How to Cook and Eat in Chinese by Buwei Yang Chao


How to communicate a culture? History books are unreliable without the context of everything they exclude. Anthropology asks the world not to question the anthropologist or his particular biases, experiences, traumas, and psychological eccentricities. And the other disciplines—literature, math, science, philosophy—very often fail to include those on the margins: women, ethnic minorities, the poor.

But everyone eats! And while every culture has its version of haute cuisine, food is the rare cultural expression that is dominated, perpetuated, and expertly practiced by the often voiceless masses. After all, even the most celebrated chefs were children once, eating nursery food prepared by mothers, grandmothers, aunties, and nannies.

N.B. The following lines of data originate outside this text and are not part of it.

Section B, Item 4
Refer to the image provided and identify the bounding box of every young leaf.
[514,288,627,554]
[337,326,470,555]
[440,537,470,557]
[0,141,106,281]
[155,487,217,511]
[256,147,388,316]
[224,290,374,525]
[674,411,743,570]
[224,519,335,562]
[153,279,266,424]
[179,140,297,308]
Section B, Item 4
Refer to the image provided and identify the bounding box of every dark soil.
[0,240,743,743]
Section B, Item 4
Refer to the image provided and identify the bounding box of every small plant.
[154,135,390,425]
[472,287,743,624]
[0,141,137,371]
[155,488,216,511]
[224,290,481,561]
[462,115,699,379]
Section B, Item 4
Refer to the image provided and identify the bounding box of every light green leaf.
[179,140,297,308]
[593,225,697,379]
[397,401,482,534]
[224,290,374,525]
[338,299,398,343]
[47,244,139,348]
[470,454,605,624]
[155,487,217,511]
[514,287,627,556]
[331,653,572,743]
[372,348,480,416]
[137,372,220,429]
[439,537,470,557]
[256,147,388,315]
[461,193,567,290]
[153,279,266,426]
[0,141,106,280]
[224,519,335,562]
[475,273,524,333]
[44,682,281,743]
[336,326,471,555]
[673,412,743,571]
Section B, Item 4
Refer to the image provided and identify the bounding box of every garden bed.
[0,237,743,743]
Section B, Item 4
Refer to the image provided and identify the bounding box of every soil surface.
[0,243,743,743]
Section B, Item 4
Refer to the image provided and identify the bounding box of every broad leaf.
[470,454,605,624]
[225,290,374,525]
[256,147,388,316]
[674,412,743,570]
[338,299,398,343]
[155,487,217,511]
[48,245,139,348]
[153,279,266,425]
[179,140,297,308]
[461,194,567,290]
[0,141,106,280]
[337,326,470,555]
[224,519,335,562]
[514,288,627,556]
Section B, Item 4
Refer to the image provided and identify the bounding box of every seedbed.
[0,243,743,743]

So let's look at culture this way: ingredients, tools, techniques, the structures of various meals, the roles of the cook and the eater and the host and the guest. A picture of culture emerges; values are expressed in the uses of a chicken or the order of a dinner. Economics, gender roles, religious customs, technological resources, the structure of the family, the impact of historical events, the realities of place—all is revealed through cooking and eating.

In How to Cook and Eat in Chinese we have a document that reveals, translates, and interprets one culture to another—a double feat. In Buwei Yang Chao we have a guide who is modern and brilliant and droll and down-to-earth; who cooks balanced, flavorful, traditional, creative dishes; who has a deep and delicate understanding of both Chinese and American food culture, cooking, and eating habits; and who arrives at these knowledges through an appreciation of cooking as a vital part of daily life and human existence.

I was introduced to this book by a 5'3" Connecticut blonde who speaks flawless Mandarin and understands in her tiny bones the difficulty of respectfully communicating culture. This fact has always struck me as profoundly appropriate. Sometimes the best cultural communicators are surprising; sometimes they are expatriate math teachers who love to cook or lawyers who have endless curiosity about the world or women who simply like to eat and love their friends.